Vancouver Schools' New LGBTTQ+ Policy Includes Gender-Free Pronouns Xe, Xem and Xyr
(CNSNews.com) – The Vancouver (British Columbia) Board of Education has approved a sweeping new policy for accommodating lesbian, gay, bisexual, transgender, two-spirit, queer, questioning and “all sexual and gender identities,” including the creation of three pronouns, replacing masculine and feminine with xe, xem and xyr (pronounced ze, zem and zur).
Two spirit is an Aboriginal term which means having both feminine and masculine spirits. It's not limited to gender expression or sexuality, but encompasses them both while incorporating a spiritual element. It's a standalone identity, not an Aboriginal term for gay lesbian.
The Vancouver Board of Education's policy also includes making restroom and sports activities accessible to all transgender students, regardless of their biological sex.
“Absolutely,” Mike Lombardi, vice chairman of the board told CNSNews.com when asked about the new policy as reported by the Vancouver Sun. “We’ve been very, very progressive.”
Lombardi said the new LGBTTQ+ policy is designed “to create a safe learning environment for every child.”
The new policy, Lombardi said, will allow children of every sexual orientation “to learn and thrive.”
The June 17 article in the Sun said the policy angered many parents who protested at meetings leading up to the vote on the new policy, a fact Lombardi acknowledged.
“It has not been without controversy,” Lombardi told CNSNews.com. “The Christian right opposed it, but we got tremendous support from most people.”
The documents describing the new policy, provided to CNSNews.com by Lombardi, provide details about the board’s commitment to “establishing and maintaining a safe, inclusive, equitable and welcoming learning and working environment regardless of real or perceived sexual orientations, gender identities, and gender expressions.”
Under the heading “Names and Pronouns,” the policy states: “Trans students will be addressed by the names and pronouns [they] prefer to use.”

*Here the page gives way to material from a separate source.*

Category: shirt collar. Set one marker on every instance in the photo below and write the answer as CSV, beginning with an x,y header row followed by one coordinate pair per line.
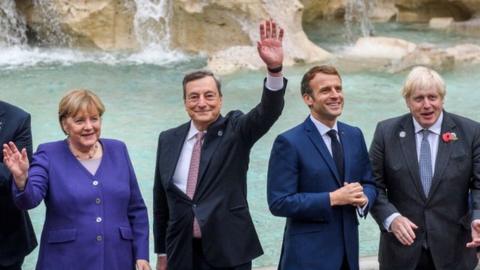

Under the heading “Sex-Segregated Activities,” the policy states: "Schools will reduce or eliminate the practice of segregating students by sex. In situations where students are segregated by sex, trans students will have the option to be included in the group that corresponds to their gender identity.”
Under the heading “Access to Physical Education and Sports,” the policy states: “Where possible, students will be permitted to participate in any sex-segregated recreational and competitive athletic activities, in accordance with their gender identity.”
Under the heading “Washroom and Change Room Accessibility,” the policy states: “Trans students shall have access to the washroom and change room that corresponds with the gender identity.” It also calls on all schools and worksites to “make available a single stall gender-neutral washroom.”
Under the heading “Counseling and School Support,” the policy states: “Elementary and secondary schools appoint at least one staff person to be a Safe Contact who is able to act as a resource person for LGBTTQ+ students, staff and families.” It also states that “all secondary schools are supported in establishing and maintaining Gay Queer/Straight Alliance Clubs” on campuses.
Under the heading “Leadership,” the board states it will “consult with the Pride Advisory Committee to ensure that policy directions, priorities and implementation of programs and services are consistent with the Sexual Orientation and Gender Identities Policy.”
The section also states that “staff will not refer students to programs or services that attempt to change a student’s sexual orientation or gender identity.”
The policy document also includes a glossary of LBGTTQ+ terms. In it, homophobia is defined as “The fear, ignorance and mistreatment of people who are, or are perceived to be, lesbian, gay or bisexual.”
“I am so proud to support these policy revisions,” Patti Bacchus, chairwoman of the board, is quoted as saying in the Sun article. “I had no idea how important they were until what we went through with this process ... I didn’t realize how much opposition there was out there in our communities to keeping kids safe and included and welcome.”